Why had you gone to Black Manta, of all people? You blame us for not preventing Tula's death, but how many times has Black Manta tried to kill her, not to mention Aquaman, Garth and you? He never cared that you were his son, so why did it matter when you found out that he was actually your biological father? I've seen you with your mother, and I've seen you with Aquaman and Mr. Durham, both of whom always treated you like a son. Was this secret they kept from you so horrible that it destroyed every other relationship you ever had, including with all of us? Did our love and friendship really pale in comparison to a few measly pieces of DNA?

Why did you kidnap La'gaan, Gar and Bart, and taken them to this horrible place to be tortured? What kind of monster are you?! Even if you could do it to Bart, what about the others? La'gaan idolized you—he wouldn't even have joined the Team if not for you, you were practically his mentor, and now this is how you treat him?

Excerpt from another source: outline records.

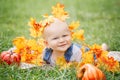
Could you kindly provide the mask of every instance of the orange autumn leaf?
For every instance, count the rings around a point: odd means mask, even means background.
[[[65,21],[65,19],[69,16],[68,13],[64,11],[64,5],[60,3],[57,3],[52,7],[52,14],[62,21]]]

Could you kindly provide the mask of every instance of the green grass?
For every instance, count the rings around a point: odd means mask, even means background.
[[[107,43],[110,50],[120,51],[120,1],[119,0],[0,0],[0,52],[12,47],[18,36],[29,38],[27,25],[31,17],[38,21],[42,14],[50,13],[57,2],[65,4],[70,19],[80,21],[85,30],[86,43]],[[71,69],[72,70],[72,69]],[[106,73],[107,80],[118,80],[116,73]],[[46,77],[47,75],[47,77]],[[75,72],[58,69],[21,70],[14,66],[0,65],[0,80],[75,80]],[[118,79],[116,79],[118,78]]]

And Gar—he was in awe of you before he even met you, back when he lived in Qurac and had an Aqualad poster up in his room. You were like a big brother to him; have you forgotten all the times you took him exploring the ocean, how much he loved all the weird sea creatures you showed him. Did none of that mean anything to you? Was there anyone on the Team you cared about enough not to sell out to the Light and these invaders they're working with?

And why, why, why had you killed Artemis? She was your teammate, your friend! And you just...murdered her in cold blood, like she was nobody! How could you put us through that again?! Losing Robin, losing Tula, losing you, all that wasn't enough pain for everyone, you wanted more?! You lost one person you loved and you wanted to add to the body count?! Did you even think about Wally, think about Artemis' mother, think about me or Zatanna or Nightwing or Raquel or any of the people who loved her as much as you loved Tula?! Did you really hate us all so much, now? Or did you just hate Artemis? That was it, wasn't it—you hated her for proving how good someone with bad parents could be, and proving that whatever excuses you give, you're really just sick and evil, a monsterwho had somehow convinced all of us that you were our friend?!

I tore through your brain looking for the answers, and I found them, ripped them out of your mind so that I could finally know why you did all these horrible things. I saw the plan you made with Nightwing. I saw the way you faked Artemis' death. I saw that you were acting, that you were passing information to us, that you were trying as best you could to prevent Black Manta's plans and hating yourself every time you failed.

"No..."

I fell to my knees, like you. I heard, as if from a thousand miles away, Gar call my voice as he shook my shoulder. And I saw Tigress—no, Artemis—turn the corner, registered her shock seeing you broken on the floor.

And all I could think was one last question.

Why hadn't I listened to Conner before?